Esta pandemia nos ha empujado repentinamente a experimentar un cambio abrupto en el comportamiento social, en las reglas del intercambio comercial y en los valores que prioritariamente van modulando este nuevo escenario. En lo doméstico, experimentamos un mayor acercamiento a nuestros vecinos, a compartir sus inquietudes, a solidarizarnos con quienes necesitan de nuestra ayuda, a comprender que hay muchos que están actuando a riesgo propio por la salud colectiva, también que hay muchos que están sufriendo el avance de la enfermedad y otros, muchos más, la intimidante y opresiva escasez, en medio de una pobreza estructural que los tiene sometidos sin escapatoria. Todas estas revelaciones parecen ser elementos inconfundibles de un cambio que se avecina, y que emergen sin mayor oposición a que sean impresos en la memoria social, cual huella generacional. Eso sí, luego de haberse hecho carne y sangre en la coyuntura diaria que nos azota.

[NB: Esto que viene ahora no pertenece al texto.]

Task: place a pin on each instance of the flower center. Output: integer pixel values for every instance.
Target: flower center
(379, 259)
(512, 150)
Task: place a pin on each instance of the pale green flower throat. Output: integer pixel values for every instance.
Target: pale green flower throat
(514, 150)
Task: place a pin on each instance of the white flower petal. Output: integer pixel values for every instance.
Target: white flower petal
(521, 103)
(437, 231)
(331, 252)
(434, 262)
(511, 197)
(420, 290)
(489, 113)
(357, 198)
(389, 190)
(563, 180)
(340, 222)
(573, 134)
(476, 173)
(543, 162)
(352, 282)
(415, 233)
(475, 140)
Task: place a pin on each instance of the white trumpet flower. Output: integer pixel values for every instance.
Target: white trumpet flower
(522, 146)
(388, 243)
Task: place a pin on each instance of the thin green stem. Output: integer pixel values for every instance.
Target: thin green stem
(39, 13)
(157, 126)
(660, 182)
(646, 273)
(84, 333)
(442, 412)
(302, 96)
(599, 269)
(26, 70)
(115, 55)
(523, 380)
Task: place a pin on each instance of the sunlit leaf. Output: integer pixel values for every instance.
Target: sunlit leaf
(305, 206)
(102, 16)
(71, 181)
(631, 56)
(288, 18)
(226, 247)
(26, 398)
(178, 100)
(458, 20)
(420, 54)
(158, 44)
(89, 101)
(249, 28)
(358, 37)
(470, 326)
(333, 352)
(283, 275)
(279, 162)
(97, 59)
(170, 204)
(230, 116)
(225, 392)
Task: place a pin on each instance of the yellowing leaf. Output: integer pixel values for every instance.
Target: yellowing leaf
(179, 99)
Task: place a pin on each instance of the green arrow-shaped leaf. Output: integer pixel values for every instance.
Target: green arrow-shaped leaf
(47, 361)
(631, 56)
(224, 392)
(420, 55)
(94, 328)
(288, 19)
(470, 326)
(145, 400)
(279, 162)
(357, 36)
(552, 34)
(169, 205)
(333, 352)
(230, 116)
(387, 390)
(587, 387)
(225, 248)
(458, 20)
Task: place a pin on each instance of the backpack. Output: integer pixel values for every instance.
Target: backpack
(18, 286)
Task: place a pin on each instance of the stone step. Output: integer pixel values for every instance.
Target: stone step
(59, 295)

En este contexto, quizá es momento de repensar nuestra producción agropecuaria, los diversos estilos de vida que la sostienen en aquello que llaman el campo, y así, reconsiderar nuestro acercamiento y nuestra responsabilidad respecto al uso que hacemos de los servicios que la naturaleza nos ofrece. Quizá esto merezca reconocer una transición hacia un modelo menos dependiente de las demandas lejanas y más cercano a la sensibilidad social y productiva que acontece en la cercanía de una aldea común, de un hogar situado localmente.

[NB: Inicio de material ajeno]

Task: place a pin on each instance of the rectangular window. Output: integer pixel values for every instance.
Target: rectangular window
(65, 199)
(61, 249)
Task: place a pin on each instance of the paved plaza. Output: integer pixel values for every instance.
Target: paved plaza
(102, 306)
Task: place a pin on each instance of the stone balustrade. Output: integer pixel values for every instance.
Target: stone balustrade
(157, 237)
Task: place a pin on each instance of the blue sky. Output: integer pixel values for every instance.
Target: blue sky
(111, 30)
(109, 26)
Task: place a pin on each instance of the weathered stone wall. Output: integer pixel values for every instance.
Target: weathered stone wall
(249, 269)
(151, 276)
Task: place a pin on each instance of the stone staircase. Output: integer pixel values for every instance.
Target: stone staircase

Los caminos cortos de comercialización, o sea consumidores que compran directamente a productores agropecuarios de la zona, o que instalan puentes para lograrlo, nos lleva a que la fruta, la carne y la verdura tengan los rostros de las familias que los generan. No solamente es imperante conocerse el rostro entre unos y otros, necesitamos vivir y compartir nuestras historias, las variadas maneras de manejar y sentir la tierra, el agua, la biodiversidad. Una transición hacia modelos productivos que sean agro-ecológicamente más sustentables, nos daría más oportunidades para diversificar nuestra producción y trabajar mejor en la calidad de nuestros alimentos, a la vez que exigir por ello. También nos acercaría a una vivencia diferente con nuestro entorno ambiental.

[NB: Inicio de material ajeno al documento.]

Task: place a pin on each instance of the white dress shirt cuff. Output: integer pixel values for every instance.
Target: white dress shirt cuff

Necesitamos reflexionar y entender que al igual que sin cuarentena el virus se esparce sin respetar fronteras y sin restricciones biológicas, aprovechando la oportunidad que le brinda la circulación globalizada, sin bosques y sin agua potable tampoco tendremos vida futura. La diferencia es que la primera se nos impone por las circunstancias actuales y en las evidencias incontrastables de la amenaza. En cambio, la segunda se define en nuestras prioridades, nuestros valores y perspectivas futuras de nuestros territorios y su gente, de nuestro porvenir, en el patio trasero de nuestras casas, pero aún sin imágenes claras de la tragedia (o al menos nos negamos a querer verlas). Volver a mirarnos, a reconocer los rincones de nuestro núcleo familiar y de nuestra aldea cercana, a vivenciarnos en un tiempo que parece infinito, es también pensarnos, al menos por unos segundos, en un proceso de desglobalización. Al igual que redescubrimos que sin solidaridad no hay convivencia posible, quizá sea una oportunidad para imaginar que no hay futuro posible sin ecosistemas saludables y sin modelos agroecológicos que nos alimenten mejor, de forma más diversa, saludable y cercana.
Colaboración de Marcos H. Easdale (Ing. Agrónomo, Magíster en Recursos Naturales, Doctor en Ciencias Agropecuarias, Investigador Adjunto de CONICET.)